Others are quite established and look to maintain their good fortune and good standing in the golfing community, walking the fine line between being slick and pushy and having no soul, to not appearing polished, well-organized and owning maybe a hint of swagger.
Still others come knowing they are probably long-shots, hoping to possibly make a splash and in turn find their small niche in this wild, ultra-competitive business.
And then there are the mavericks.
They come in with a stampede of horses, guns-a-blazin' and flashing their shiny new weapons, hoping to scare up the town folk. At the very least , they try to muster up as much attention as their hootin' and hollering can warrant.
So who are the mavericks at the 2003 PGA Merchandise Show? Burrows Golf and their MAC Powersphere driver.
After seven long years in the making, Burrows Golf and their founder, namesake, CEO and Chairman, Bruce Burrows, launched their revolutionary driver at this year's PGA Show.

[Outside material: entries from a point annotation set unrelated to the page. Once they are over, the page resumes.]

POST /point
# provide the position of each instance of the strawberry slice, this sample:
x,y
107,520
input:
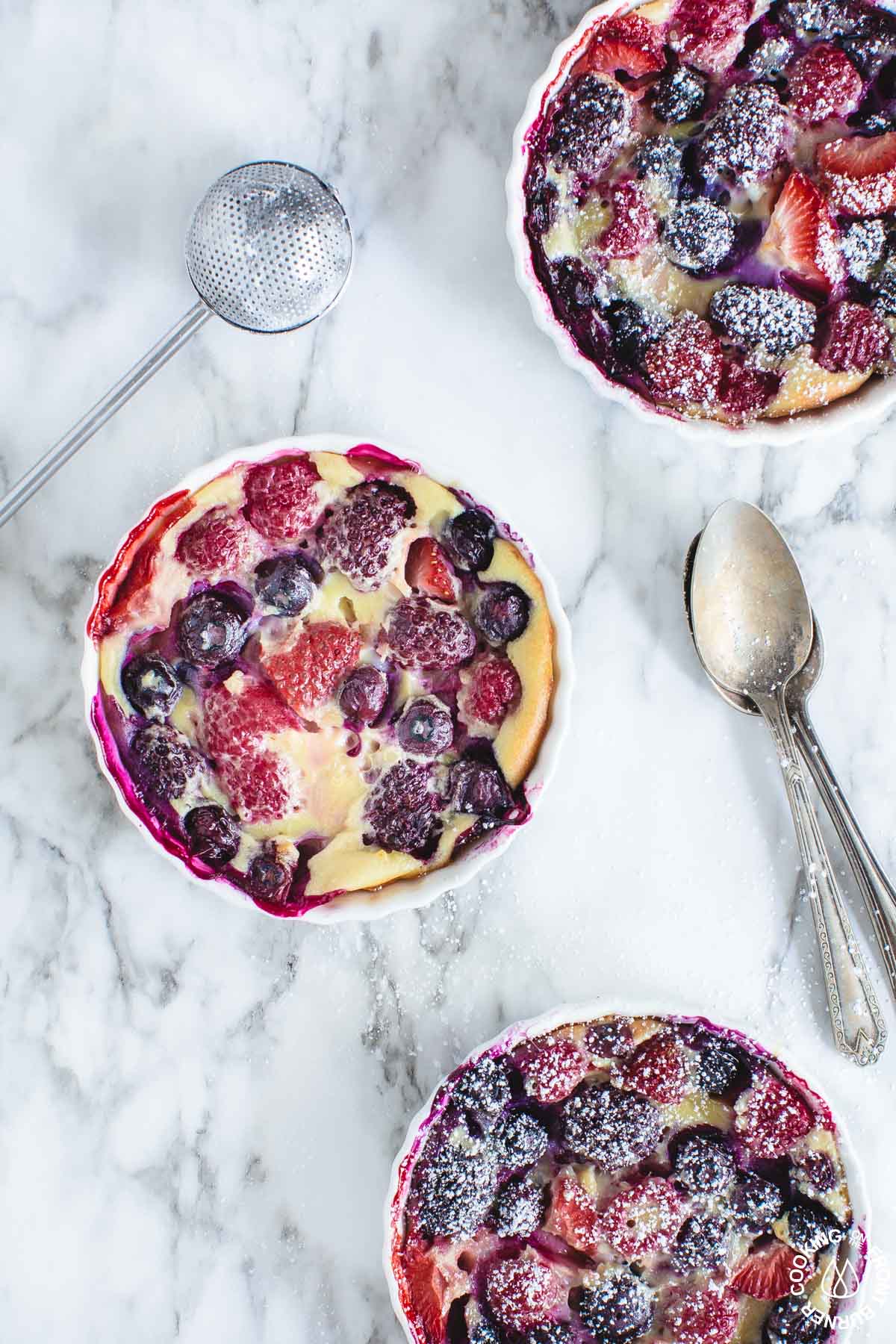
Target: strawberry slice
x,y
553,1068
645,1218
633,225
802,235
659,1068
766,1273
860,175
625,42
574,1216
770,1116
428,570
524,1292
709,34
433,1283
824,84
709,1316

And after seven long years, who can blame them for wanting to make a little noise?
Burrows, an avid golfer and owner of over 200 patents worldwide, believes he has, perhaps, hit upon one of the most compelling technological advances in golf since the introduction of metal woods or graphite shafts.
The actual club head looks normal enough, but as you make your way to the bottom of the club, it is there that you notice that Burrow might possibly be on to something great.
A strange dome-like cavity that seems to be in a vortex - easier still, a small soup bowl that could fit half of a tennis ball - is hollowed out on the clubs sole plate.
The key, says Burrows, is the use of this sphere-like dome to distribute the shock wave created by the impact of the ball directly back to the impact zone, resulting in straighter shots and no loss of distance with off-centered hits.
And if that all sounds like a cross between all the other golf equipment mumbo-jumbo you've heard before, well, maybe it is.
But remember, it's usually a maverick that ultimately changes the way we do things, and changes them for the better.
Besides, a little noise never hurt anybody, just makes the party a little bit more entertaining.